Há 11 anos Lula sancionava o Pronaf


Há 11 anos, o ex-presidente Lula sancionava a lei de diretrizes para formulação da Política Nacional da Agricultura Familiar, que abriu caminho para formalização de milhares de pequenos produtores rurais. “Hoje, nós estamos aqui, dizendo que não apenas vocês existem, mas que nós reconhecemos em lei que vocês existem e reconhecemos porque sabemos a importância da agricultura familiar para o nosso País”, afirmou Lula na ocasião.
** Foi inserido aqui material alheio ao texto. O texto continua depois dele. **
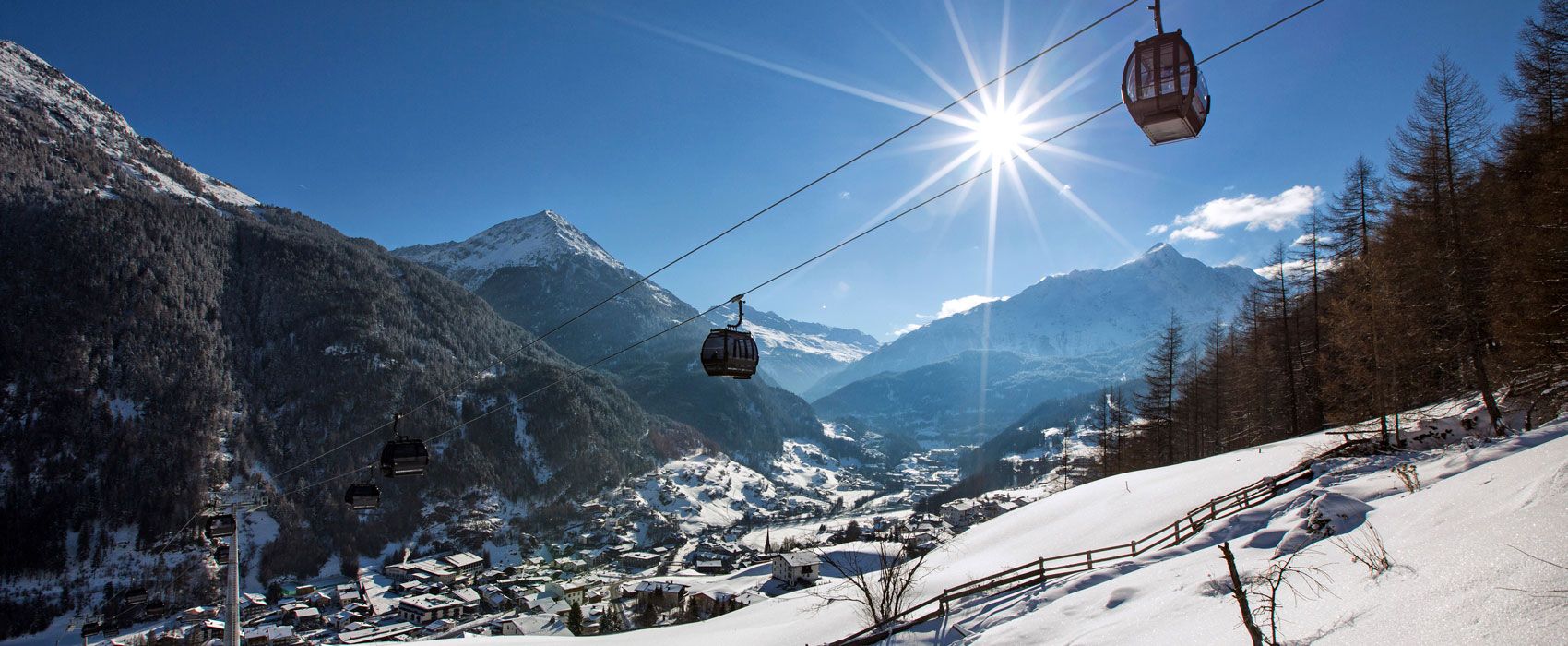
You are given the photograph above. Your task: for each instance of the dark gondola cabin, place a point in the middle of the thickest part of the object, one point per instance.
(730, 353)
(136, 596)
(1164, 90)
(403, 457)
(220, 526)
(362, 496)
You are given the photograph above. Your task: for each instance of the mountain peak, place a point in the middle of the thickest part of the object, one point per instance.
(532, 240)
(63, 109)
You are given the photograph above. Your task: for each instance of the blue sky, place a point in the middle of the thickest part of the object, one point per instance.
(416, 123)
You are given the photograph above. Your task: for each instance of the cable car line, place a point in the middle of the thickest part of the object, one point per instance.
(814, 257)
(537, 339)
(847, 240)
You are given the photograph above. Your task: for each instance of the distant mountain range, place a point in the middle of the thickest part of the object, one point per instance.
(1061, 336)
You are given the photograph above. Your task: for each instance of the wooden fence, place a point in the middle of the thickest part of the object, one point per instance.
(1048, 568)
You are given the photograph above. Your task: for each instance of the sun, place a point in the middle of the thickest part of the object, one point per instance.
(998, 134)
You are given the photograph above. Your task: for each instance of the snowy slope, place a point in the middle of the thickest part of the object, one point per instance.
(27, 80)
(1446, 536)
(799, 354)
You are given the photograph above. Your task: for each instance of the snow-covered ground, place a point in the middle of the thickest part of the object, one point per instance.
(1453, 543)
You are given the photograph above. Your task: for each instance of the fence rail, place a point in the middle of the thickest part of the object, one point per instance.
(1065, 565)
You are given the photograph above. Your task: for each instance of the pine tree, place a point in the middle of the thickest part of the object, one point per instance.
(1438, 154)
(1357, 209)
(1158, 406)
(575, 618)
(1540, 69)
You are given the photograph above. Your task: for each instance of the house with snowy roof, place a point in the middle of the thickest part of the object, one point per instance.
(797, 568)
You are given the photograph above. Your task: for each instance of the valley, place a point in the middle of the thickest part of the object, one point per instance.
(1062, 389)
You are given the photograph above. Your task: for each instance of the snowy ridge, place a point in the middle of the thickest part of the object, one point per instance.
(535, 240)
(797, 354)
(27, 80)
(1070, 316)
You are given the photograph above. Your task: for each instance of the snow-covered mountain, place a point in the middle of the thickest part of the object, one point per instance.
(540, 270)
(35, 90)
(1068, 316)
(797, 354)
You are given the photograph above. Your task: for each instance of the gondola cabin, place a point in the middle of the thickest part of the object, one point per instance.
(730, 353)
(220, 526)
(1164, 90)
(403, 457)
(362, 496)
(136, 596)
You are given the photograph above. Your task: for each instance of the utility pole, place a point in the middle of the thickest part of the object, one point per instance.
(237, 507)
(231, 634)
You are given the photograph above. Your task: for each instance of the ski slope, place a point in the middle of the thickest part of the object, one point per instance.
(1449, 542)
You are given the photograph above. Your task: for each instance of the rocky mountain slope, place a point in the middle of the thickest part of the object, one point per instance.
(165, 336)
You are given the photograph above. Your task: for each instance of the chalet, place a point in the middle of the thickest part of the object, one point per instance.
(797, 568)
(568, 592)
(268, 634)
(428, 607)
(376, 634)
(640, 558)
(253, 605)
(660, 594)
(303, 618)
(716, 567)
(960, 513)
(469, 598)
(494, 598)
(463, 562)
(535, 625)
(714, 603)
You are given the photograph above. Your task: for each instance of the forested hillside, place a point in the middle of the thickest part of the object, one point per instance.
(165, 338)
(1440, 273)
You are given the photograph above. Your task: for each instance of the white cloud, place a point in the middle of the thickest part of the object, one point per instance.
(1249, 210)
(963, 305)
(1194, 233)
(1306, 239)
(1294, 267)
(949, 307)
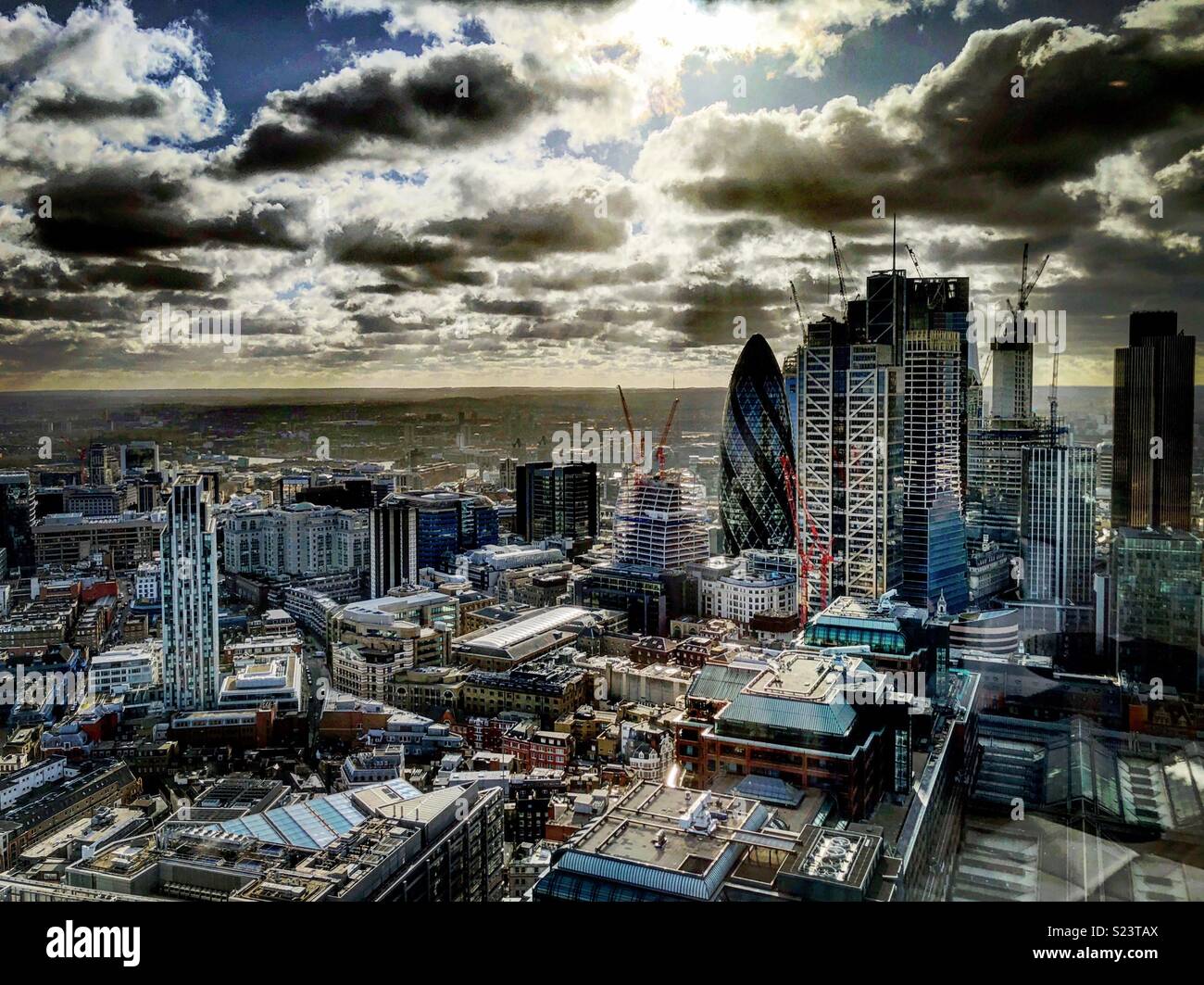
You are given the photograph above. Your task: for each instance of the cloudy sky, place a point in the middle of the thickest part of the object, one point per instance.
(422, 193)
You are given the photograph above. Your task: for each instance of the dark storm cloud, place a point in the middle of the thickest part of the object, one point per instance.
(498, 306)
(75, 107)
(710, 309)
(410, 264)
(521, 234)
(578, 278)
(959, 145)
(326, 120)
(119, 212)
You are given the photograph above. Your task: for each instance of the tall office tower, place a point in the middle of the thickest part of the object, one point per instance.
(440, 526)
(189, 565)
(1104, 470)
(140, 457)
(19, 513)
(660, 523)
(301, 538)
(393, 545)
(850, 461)
(1154, 414)
(944, 304)
(1059, 523)
(934, 531)
(557, 499)
(1011, 379)
(507, 473)
(995, 481)
(104, 463)
(885, 312)
(754, 505)
(1155, 605)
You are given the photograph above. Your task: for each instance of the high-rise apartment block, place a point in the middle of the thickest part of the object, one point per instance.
(1059, 523)
(191, 640)
(557, 499)
(1154, 414)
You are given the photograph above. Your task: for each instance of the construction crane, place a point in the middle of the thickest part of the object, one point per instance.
(839, 276)
(802, 322)
(631, 430)
(665, 437)
(935, 288)
(805, 562)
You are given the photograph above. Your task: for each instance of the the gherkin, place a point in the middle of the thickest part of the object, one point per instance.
(753, 501)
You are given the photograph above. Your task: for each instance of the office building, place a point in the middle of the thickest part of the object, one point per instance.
(934, 531)
(1155, 606)
(1152, 424)
(557, 501)
(191, 638)
(410, 531)
(300, 538)
(849, 454)
(753, 499)
(104, 463)
(19, 513)
(1059, 523)
(660, 523)
(124, 541)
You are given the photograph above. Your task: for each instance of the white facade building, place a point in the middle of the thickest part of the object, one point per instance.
(300, 538)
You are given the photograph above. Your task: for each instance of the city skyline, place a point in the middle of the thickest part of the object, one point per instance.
(400, 196)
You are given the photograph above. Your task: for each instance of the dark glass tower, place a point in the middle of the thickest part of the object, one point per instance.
(1154, 403)
(753, 501)
(557, 499)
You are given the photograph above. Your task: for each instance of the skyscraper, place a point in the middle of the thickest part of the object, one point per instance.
(1154, 414)
(1155, 605)
(753, 501)
(849, 454)
(1059, 523)
(409, 531)
(557, 499)
(1011, 379)
(189, 565)
(660, 523)
(934, 531)
(393, 545)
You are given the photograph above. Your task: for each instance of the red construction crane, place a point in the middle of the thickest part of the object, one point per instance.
(805, 562)
(665, 437)
(634, 437)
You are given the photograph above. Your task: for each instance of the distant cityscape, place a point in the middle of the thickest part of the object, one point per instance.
(859, 628)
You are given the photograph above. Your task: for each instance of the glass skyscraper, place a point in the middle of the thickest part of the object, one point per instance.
(189, 566)
(753, 499)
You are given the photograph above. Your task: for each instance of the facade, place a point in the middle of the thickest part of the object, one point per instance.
(410, 531)
(1011, 379)
(795, 722)
(995, 481)
(849, 455)
(1152, 414)
(934, 533)
(129, 539)
(19, 511)
(555, 501)
(1155, 605)
(753, 499)
(300, 538)
(127, 668)
(660, 523)
(1059, 523)
(189, 559)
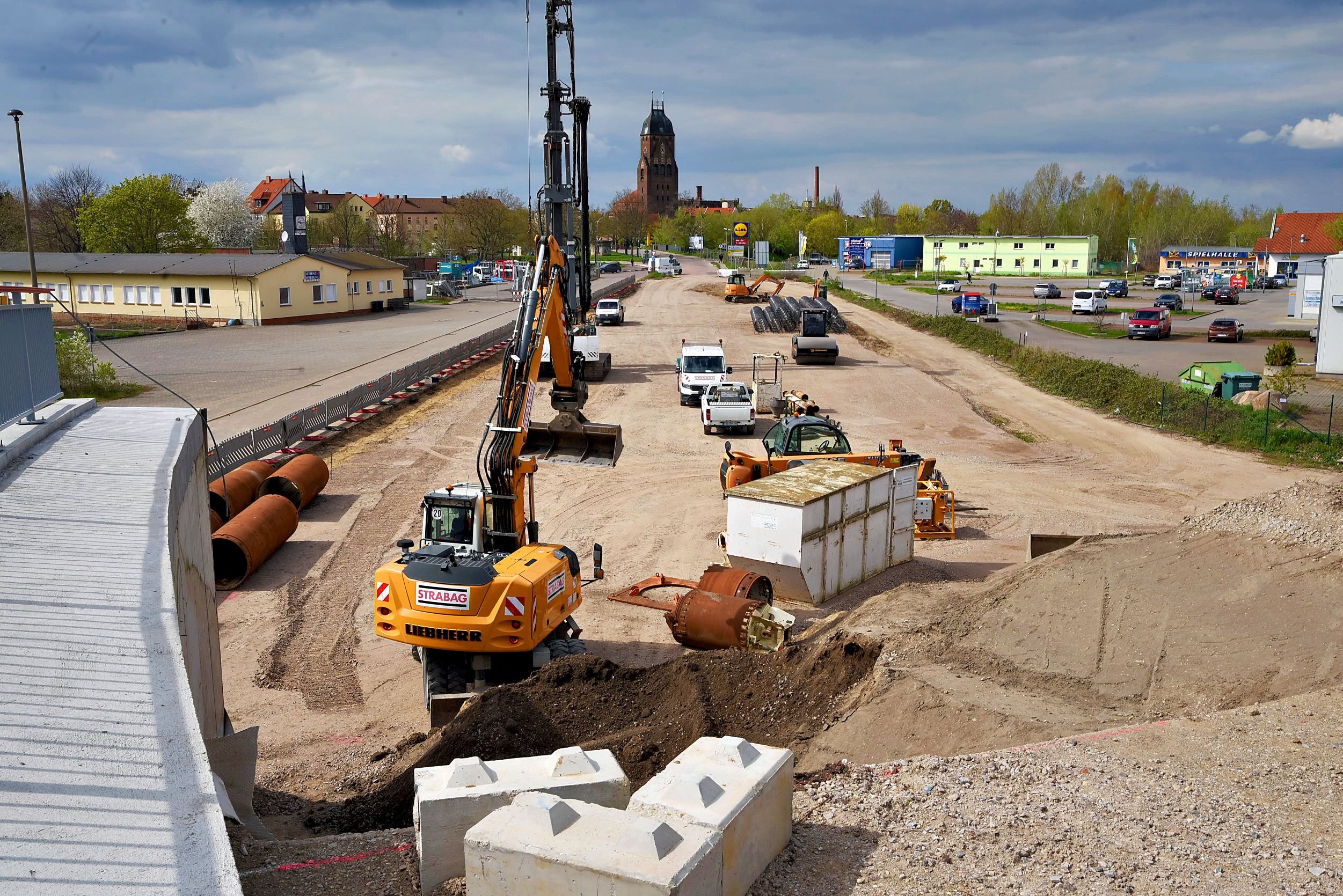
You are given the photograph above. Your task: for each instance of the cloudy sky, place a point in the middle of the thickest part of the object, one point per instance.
(951, 100)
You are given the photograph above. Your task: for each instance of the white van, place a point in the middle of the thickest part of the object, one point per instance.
(1088, 302)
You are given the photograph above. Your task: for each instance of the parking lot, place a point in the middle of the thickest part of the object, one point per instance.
(249, 377)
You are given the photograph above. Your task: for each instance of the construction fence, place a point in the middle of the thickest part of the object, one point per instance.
(1302, 421)
(288, 434)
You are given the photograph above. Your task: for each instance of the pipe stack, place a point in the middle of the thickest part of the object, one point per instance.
(257, 531)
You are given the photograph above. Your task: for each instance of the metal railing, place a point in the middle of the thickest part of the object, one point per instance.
(290, 430)
(28, 375)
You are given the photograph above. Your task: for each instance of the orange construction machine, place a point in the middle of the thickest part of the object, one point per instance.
(736, 289)
(478, 597)
(805, 438)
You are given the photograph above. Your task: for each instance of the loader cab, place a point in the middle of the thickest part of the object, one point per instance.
(454, 516)
(806, 436)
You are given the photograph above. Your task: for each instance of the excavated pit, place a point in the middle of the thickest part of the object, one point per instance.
(644, 715)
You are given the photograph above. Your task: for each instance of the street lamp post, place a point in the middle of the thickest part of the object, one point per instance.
(23, 183)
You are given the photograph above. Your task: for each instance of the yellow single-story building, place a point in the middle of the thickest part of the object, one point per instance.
(264, 288)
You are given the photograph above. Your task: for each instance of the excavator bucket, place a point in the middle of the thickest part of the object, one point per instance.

Basta olhar um prato de comida para perceber a importância da agricultura familiar. O setor, que representa mais de 84% dos empreendimentos rurais brasileiros, é o responsável pela maior parte dos alimentos consumidos diariamente no país. E a ideia é ampliar ainda mais a participação da agricultura familiar nas mesas dos brasileiros. O crédito de custeio, fundamental para a produção agropecuária, viabiliza a produção, gerando trabalho e renda na área rural.

“O financiamento de custeio do Programa Nacional de Fortalecimento da Agricultura Familiar (Pronaf) é muito importante para o setor. Com esse crédito, o produtor rural pode contar com insumos como semente, adubo, ração e outros e, assim, melhorar o resultado da atividade agrícola que desenvolve, obtendo mais renda. “Se não tivesse esse financiamento, o agricultor plantaria menos hectares ou plantaria com menos tecnologia ou até não plantaria”, explica o diretor substituto do Departamento de Financiamento e Proteção à Produção Rural, da Secretaria Especial de Agricultura Familiar e do Desenvolvimento Agrário, José Carlos Zukowski.


Para a safra 2016/2017, o agricultor que cultivar alimentos que fazem parte da cesta básica, tais como arroz, feijão, leite, mandioca e outros, conta com juros mais baixos: 2,5% ao ano. “Esses alimentos são itens importantes de consumo dos brasileiros. Com a redução dos juros, queremos estimular a produção e a oferta desses produtos no país”, ressalta.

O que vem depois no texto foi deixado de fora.